Donal Giltinan's 1950s play, Goldfish in the Sun, is getting an ambitious reworking for a modern audience, writes Mary Leland

The task facing playwright Ray Scannell when he took on a new commission for the Everyman Palace was how to link another writer's character arc from an almost forgotten Cork to the Ireland of today. His job was to put manners on Goldfish in the Sun, a play written by Donal Giltinan in 1950, produced then by both the Abbey Theatre and the Cork Opera House and now in rehearsal for a revival at the Palace. It's being revived because Everyman's artistic director, Pat Talbot, wants to stage large proscenium-arch dramas as a counterbalance to the black-box or studio-scale productions with a cast of two or three people, which he believes are being dictated by the economics of modern theatre.

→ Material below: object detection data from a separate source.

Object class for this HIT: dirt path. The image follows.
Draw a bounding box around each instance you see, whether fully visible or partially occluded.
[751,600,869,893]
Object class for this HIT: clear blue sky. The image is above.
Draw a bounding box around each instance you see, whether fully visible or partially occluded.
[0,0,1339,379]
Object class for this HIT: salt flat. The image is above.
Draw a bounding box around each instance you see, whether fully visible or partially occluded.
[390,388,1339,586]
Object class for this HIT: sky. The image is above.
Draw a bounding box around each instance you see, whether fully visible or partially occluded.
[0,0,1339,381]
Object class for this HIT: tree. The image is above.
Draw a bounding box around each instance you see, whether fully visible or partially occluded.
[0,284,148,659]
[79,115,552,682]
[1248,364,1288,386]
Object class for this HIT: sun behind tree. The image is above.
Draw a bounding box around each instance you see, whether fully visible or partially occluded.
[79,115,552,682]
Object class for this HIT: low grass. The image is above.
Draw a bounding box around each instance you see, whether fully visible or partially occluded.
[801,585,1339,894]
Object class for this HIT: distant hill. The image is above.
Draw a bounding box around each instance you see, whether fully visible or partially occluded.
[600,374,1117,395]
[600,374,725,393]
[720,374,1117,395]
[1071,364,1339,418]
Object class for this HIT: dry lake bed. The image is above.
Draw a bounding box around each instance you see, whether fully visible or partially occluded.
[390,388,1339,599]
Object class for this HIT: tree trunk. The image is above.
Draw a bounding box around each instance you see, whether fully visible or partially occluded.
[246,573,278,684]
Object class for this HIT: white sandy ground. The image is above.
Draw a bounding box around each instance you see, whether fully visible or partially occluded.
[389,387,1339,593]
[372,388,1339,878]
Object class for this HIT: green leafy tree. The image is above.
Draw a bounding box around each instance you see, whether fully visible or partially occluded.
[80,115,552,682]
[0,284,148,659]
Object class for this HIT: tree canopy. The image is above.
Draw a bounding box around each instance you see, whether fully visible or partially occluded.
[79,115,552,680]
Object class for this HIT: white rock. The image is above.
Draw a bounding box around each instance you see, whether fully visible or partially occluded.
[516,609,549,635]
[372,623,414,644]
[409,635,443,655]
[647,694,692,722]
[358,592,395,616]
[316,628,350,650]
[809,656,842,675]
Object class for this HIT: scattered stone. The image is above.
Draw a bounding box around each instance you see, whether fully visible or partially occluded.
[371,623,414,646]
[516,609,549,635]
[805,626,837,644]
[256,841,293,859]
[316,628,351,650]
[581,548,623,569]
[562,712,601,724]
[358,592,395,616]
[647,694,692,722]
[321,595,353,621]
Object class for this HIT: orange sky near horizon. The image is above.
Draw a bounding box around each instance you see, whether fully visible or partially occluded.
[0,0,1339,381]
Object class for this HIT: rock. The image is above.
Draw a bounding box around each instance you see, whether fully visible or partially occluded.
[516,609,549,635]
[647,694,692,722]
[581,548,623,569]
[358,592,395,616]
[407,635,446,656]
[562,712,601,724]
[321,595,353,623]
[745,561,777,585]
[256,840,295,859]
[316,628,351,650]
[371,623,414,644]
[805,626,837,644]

So this is big. First there's the play itself, then Ray Scannell's re-working especially of the third act (yes, this is a three-act play), then songs written for it by John Spillane and his collaboration with musicians Ger Wolfe and Ricky Lynch, then a cast of 15 and a crew of 10. It is also a play of its time and of its place. For non-Corkonians, the goldfish is the gilded salmon topping the weather-vane on Shandon Steeple. The time is the 1940s and 1950s, an ill-defined era which Scannell and Spillane are excavating, using references to Frank O'Connor, Seán Ó Ríordáin and Daniel Corkery, like miners' lamps illuminating the tunnels to the past.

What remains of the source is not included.